Menariknya, banyak juga yang melihat pengungkapan kekayaan ini bukan sebagai informasi baru, karena mereka sebenarnya sudah tahu memang ada beberapa pejabat yang korup di pemerintah. Mereka justru menilai pengungkapan ini sebagai sesuatu yang sifatnya long time coming, atau ditunggu-tunggu.
Seakan memang berjanjian, bisa kita sadari bersama komentar-komentar tersebut menunjukkan ada semacam rasa puas akhirnya orang-orang kaya di pemerintahan berpotensi dipersekusi penegak hukum.
Hal ini kemudian memunculkan sebuah pertanyaan, apakah masyarakat sesungguhnya menyimpan rasa kebencian pada kelompok pejabat kaya?
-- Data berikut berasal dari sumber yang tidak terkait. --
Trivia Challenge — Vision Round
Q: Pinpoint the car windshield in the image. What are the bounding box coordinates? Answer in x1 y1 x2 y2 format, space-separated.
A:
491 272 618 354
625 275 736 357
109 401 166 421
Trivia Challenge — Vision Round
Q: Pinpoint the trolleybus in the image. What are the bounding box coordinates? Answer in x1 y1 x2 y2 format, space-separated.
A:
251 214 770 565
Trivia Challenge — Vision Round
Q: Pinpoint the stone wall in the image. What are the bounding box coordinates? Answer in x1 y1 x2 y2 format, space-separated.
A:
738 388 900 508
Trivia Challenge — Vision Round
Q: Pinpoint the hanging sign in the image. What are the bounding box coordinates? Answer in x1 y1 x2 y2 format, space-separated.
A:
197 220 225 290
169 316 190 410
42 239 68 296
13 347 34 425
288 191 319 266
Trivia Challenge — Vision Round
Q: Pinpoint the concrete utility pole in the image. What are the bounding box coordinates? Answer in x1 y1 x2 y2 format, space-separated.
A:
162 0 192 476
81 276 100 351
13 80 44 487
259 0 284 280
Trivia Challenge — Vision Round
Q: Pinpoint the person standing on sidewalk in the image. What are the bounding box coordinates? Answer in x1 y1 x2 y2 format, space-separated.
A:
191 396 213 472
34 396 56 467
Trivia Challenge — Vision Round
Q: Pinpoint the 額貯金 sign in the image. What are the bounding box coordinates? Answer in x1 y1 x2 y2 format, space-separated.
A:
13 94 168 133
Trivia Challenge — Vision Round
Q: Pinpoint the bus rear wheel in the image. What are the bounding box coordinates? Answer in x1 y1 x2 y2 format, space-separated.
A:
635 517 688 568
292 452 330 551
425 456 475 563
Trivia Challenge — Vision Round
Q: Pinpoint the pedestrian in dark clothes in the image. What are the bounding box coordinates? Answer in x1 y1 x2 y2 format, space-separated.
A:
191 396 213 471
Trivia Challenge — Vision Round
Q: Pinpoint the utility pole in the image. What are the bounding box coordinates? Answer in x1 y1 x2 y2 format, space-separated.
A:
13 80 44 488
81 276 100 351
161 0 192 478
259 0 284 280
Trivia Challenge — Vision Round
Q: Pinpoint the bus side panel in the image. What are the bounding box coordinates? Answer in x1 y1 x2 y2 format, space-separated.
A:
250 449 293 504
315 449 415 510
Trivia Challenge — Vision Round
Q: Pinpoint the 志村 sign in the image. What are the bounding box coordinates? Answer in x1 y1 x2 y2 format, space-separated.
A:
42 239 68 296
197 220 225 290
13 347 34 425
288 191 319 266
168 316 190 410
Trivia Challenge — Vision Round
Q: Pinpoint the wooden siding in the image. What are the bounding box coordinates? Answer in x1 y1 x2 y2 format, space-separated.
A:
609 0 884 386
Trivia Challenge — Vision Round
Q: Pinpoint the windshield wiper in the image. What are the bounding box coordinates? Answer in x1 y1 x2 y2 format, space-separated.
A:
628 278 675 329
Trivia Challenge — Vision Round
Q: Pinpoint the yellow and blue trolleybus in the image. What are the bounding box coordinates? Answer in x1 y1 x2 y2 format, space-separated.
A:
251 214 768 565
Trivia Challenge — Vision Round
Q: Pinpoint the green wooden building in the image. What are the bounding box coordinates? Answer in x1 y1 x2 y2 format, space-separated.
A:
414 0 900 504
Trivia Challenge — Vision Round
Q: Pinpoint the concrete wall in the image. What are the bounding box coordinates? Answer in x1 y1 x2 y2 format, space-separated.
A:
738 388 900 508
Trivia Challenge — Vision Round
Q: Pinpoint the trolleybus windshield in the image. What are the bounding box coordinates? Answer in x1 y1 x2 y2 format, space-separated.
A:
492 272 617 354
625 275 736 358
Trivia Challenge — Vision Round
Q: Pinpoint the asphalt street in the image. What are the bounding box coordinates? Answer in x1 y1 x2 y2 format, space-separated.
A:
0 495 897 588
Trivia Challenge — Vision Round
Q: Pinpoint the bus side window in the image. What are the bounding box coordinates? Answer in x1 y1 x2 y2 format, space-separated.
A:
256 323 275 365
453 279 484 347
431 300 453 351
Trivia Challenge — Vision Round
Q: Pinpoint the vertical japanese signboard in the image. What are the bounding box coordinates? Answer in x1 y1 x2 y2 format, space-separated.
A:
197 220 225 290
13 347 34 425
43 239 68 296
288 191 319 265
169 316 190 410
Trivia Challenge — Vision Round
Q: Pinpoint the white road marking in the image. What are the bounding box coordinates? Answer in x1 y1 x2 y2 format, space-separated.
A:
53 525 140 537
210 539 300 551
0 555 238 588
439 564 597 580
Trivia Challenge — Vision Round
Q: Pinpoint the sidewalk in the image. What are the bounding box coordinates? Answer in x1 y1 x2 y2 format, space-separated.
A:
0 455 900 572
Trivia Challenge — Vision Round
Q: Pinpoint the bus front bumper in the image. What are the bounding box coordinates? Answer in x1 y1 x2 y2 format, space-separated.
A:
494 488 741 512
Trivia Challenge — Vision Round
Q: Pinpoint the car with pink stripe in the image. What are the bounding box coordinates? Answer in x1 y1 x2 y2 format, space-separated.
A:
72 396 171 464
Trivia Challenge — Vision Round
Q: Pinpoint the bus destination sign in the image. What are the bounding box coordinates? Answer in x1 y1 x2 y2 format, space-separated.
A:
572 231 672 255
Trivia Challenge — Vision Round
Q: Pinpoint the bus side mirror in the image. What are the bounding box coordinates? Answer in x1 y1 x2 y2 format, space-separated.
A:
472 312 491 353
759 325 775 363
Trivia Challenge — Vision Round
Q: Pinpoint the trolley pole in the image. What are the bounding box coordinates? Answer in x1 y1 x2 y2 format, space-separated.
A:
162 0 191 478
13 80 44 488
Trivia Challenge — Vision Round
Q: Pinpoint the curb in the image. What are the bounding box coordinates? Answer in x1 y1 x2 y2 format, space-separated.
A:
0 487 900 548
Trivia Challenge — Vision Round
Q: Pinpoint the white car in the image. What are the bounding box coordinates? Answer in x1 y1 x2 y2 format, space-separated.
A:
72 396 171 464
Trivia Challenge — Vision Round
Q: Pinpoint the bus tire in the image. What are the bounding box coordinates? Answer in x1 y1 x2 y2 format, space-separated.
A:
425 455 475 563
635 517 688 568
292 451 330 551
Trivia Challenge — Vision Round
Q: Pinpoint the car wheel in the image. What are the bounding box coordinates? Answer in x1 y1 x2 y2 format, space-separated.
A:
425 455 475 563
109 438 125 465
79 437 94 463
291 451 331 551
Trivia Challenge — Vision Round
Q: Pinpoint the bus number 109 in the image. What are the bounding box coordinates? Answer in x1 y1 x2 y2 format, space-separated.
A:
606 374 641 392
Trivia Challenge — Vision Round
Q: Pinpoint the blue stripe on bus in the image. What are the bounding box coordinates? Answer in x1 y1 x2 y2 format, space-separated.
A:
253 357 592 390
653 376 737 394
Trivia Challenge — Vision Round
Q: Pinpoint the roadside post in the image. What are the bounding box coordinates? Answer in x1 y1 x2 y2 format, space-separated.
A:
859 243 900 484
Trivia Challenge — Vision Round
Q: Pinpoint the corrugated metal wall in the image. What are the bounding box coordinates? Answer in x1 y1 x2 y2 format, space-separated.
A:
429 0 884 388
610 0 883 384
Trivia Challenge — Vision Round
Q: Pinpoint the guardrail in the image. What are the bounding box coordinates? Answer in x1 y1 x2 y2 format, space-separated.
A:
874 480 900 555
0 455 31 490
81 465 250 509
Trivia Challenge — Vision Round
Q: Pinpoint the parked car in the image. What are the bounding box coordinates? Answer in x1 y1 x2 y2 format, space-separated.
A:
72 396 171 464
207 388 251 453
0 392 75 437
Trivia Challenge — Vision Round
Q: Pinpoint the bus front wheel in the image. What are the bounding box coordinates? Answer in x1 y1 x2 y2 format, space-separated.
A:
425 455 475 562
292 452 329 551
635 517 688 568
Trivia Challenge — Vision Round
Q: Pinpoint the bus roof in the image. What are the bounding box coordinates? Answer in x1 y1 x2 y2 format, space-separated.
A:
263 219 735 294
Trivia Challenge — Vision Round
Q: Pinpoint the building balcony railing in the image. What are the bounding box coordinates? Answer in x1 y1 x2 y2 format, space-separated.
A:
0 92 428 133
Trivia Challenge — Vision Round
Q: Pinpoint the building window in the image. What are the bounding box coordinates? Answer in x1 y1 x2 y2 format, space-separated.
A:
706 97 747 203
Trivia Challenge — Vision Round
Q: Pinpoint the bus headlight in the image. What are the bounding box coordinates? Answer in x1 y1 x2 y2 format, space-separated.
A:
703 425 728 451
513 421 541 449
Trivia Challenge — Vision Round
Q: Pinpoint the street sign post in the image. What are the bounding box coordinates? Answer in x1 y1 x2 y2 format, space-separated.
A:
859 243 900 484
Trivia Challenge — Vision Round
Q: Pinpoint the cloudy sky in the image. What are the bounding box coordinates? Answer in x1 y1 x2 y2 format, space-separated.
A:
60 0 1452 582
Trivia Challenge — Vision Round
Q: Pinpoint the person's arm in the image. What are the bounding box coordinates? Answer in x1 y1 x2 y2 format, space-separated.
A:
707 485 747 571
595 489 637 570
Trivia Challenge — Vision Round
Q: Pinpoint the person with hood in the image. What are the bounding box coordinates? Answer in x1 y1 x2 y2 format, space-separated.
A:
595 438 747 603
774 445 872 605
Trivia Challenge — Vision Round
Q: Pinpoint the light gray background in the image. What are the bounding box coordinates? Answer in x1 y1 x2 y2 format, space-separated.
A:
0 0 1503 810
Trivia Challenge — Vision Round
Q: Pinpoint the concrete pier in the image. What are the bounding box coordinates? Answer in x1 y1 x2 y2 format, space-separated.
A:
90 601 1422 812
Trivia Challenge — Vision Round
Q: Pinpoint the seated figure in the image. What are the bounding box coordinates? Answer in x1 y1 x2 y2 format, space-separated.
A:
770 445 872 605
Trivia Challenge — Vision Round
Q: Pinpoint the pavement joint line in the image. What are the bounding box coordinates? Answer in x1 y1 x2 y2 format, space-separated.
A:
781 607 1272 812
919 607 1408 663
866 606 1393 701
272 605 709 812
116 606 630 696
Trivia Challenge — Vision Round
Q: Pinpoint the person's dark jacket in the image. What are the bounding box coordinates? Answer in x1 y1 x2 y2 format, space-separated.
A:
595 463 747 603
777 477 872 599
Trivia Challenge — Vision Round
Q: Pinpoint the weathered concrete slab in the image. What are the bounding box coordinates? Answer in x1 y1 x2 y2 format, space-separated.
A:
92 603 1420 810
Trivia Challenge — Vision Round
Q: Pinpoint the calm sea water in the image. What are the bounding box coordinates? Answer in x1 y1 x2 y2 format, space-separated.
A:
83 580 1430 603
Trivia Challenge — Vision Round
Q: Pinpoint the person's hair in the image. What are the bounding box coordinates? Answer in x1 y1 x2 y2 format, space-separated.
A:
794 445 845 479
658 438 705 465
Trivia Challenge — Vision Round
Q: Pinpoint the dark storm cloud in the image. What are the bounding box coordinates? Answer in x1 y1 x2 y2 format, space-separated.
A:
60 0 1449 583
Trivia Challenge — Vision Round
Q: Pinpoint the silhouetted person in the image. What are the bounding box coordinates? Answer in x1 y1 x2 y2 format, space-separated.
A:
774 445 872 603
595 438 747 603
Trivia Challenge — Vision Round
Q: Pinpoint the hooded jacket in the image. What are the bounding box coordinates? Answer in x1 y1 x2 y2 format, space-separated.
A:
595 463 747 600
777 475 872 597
Dan yang paling penting, mengapa hal itu bisa terjadi?
Kecemburuan Sejak Ribuan Tahun?
Kalau kita mau lihat catatan sejarah, kebencian kelompok masyarakat biasa terhadap kelompok elite yang kaya raya tidak jarang berujung pada benturan kekerasan.
Ketika Republik Romawi beralih sistem pemerintahan ke sistem Kekaisaran misalnya, Jenderal Romawi Julius Caesar berhasil mengumpulkan amarah kaum plebeian (rakyat jelata) terhadap kaum patrician (elite), yang kerap dipandang menyimpan kekayaan Republik untuk mereka sendiri. Ini lalu menghasilkan salah satu perang sipil tersengit dalam sejarah.
Tidak tanggung-tanggung, kebencian yang terakumulasi itu kemudian berhasil menjadikan Romawi layak dijadikan contoh sistem Kekaisaran yang paling sukses dalam sejarah.
Lantas, apa yang membuat kita memiliki dendam yang kuat pada orang kaya?
Well, ada satu penelitian yang dilakukan Bradley T. Klontz dalam tulisannya The Wealthy: A Financial Psychological Profile, yang menyebutkan setidaknya ada tiga faktor yang membuat kenapa seseorang bisa begitu membenci individu yang lebih kaya darinya.
Pertama, teori ambivalensi uang. Menurut riset yang dilakukan Klontz, mayoritas dari orang yang menganut pemahaman “anti-kekayaan” atau “uang rentan dikorupsi” umumnya justru memiliki pandangan yang standar ganda terhadap uang.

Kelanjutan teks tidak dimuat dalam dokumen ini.